なお、蹴上げ被覆部1cの裏面層1eが白色でない場合は、裏面に白色の層を一体に積層した帯状の第二蓄光領域1nを重ねて設けるようにすればよい。
【0031】
裏面に白色の層を有する帯状の第一蓄光領域1mは、例えば、蓄光顔料を混合した透光性の熱可塑性樹脂と白色の熱可塑性樹脂を帯状に二層押出成形し、これを踏み面被覆部1aの段鼻被覆部1bの表面層1dに熱圧着又は貼着する等の手段で設ければよい。ここで貼着とは、接着、粘着、溶着、熔着等を意味する。

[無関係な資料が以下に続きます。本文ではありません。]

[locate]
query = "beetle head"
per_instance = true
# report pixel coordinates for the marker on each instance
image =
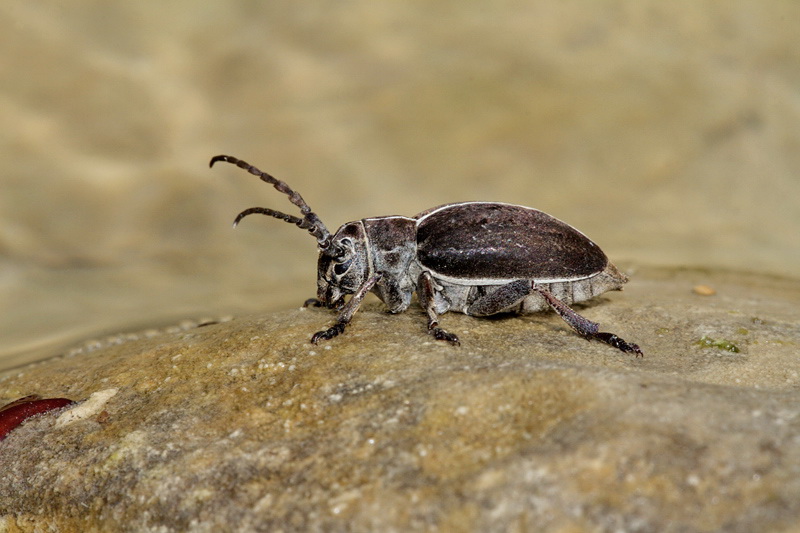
(343, 261)
(344, 266)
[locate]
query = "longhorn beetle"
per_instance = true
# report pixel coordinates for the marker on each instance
(476, 258)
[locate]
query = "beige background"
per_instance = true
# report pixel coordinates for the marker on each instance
(668, 132)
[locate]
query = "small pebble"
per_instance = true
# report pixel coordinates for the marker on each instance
(704, 290)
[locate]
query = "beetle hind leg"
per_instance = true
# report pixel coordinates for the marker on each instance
(585, 327)
(426, 292)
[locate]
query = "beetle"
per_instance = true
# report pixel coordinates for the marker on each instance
(476, 258)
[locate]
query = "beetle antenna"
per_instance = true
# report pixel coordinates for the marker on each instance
(310, 220)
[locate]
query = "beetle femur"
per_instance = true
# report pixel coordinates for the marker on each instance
(310, 220)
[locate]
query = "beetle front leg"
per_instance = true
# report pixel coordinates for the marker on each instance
(585, 327)
(347, 312)
(426, 292)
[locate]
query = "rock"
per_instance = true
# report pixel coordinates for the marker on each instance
(245, 426)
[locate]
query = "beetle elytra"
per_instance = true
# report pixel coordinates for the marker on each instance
(476, 258)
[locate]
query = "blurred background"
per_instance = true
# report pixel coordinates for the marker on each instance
(669, 132)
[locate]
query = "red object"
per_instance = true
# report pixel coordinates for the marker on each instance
(16, 412)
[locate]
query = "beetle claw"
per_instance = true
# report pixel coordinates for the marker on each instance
(616, 342)
(328, 334)
(313, 302)
(441, 335)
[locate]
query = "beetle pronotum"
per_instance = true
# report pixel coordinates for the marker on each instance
(476, 258)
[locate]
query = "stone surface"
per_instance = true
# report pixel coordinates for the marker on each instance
(243, 425)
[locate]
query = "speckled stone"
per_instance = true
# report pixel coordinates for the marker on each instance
(245, 426)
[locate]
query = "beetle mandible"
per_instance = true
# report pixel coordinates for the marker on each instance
(476, 258)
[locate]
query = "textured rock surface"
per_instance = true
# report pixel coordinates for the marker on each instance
(244, 425)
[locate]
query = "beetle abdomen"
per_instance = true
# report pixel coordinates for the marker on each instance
(496, 241)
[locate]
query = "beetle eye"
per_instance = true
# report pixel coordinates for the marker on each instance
(340, 268)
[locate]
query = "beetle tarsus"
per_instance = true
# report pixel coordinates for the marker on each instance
(616, 342)
(441, 335)
(328, 334)
(312, 302)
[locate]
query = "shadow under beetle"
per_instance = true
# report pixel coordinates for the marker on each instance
(476, 258)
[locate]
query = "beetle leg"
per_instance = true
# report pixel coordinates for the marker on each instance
(313, 302)
(425, 292)
(585, 327)
(503, 298)
(347, 311)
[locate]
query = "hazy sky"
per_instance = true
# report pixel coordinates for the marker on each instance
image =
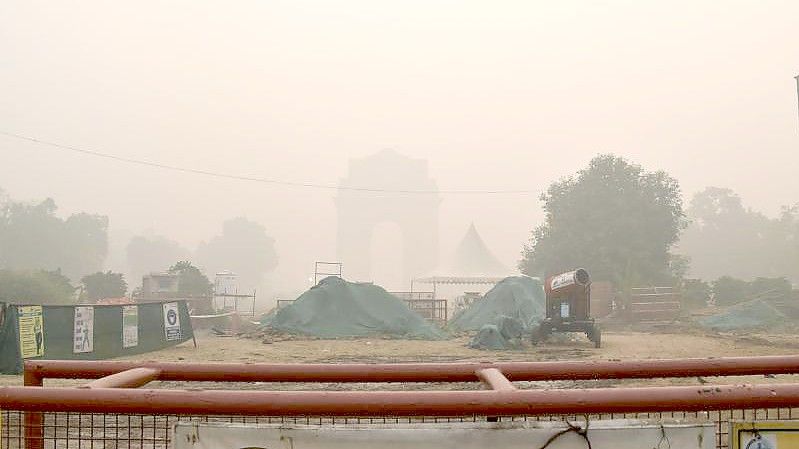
(495, 95)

また、第二蓄光領域1nは、例えば、透光性の熱可塑性樹脂と蓄光顔料との混合物を含む粉体又はペレットを蹴上げ被覆部1cの白色の裏面層1eの表面に堆積して帯状に熱圧成形する手段や、合成樹脂と蓄光顔料を溶剤に溶解混合した溶液を型枠に注入、乾燥させて帯状に成形したものを、蹴上げ被覆部1cの白色の裏面層1eの表面に熱圧着又は貼着する手段等で設ければよい。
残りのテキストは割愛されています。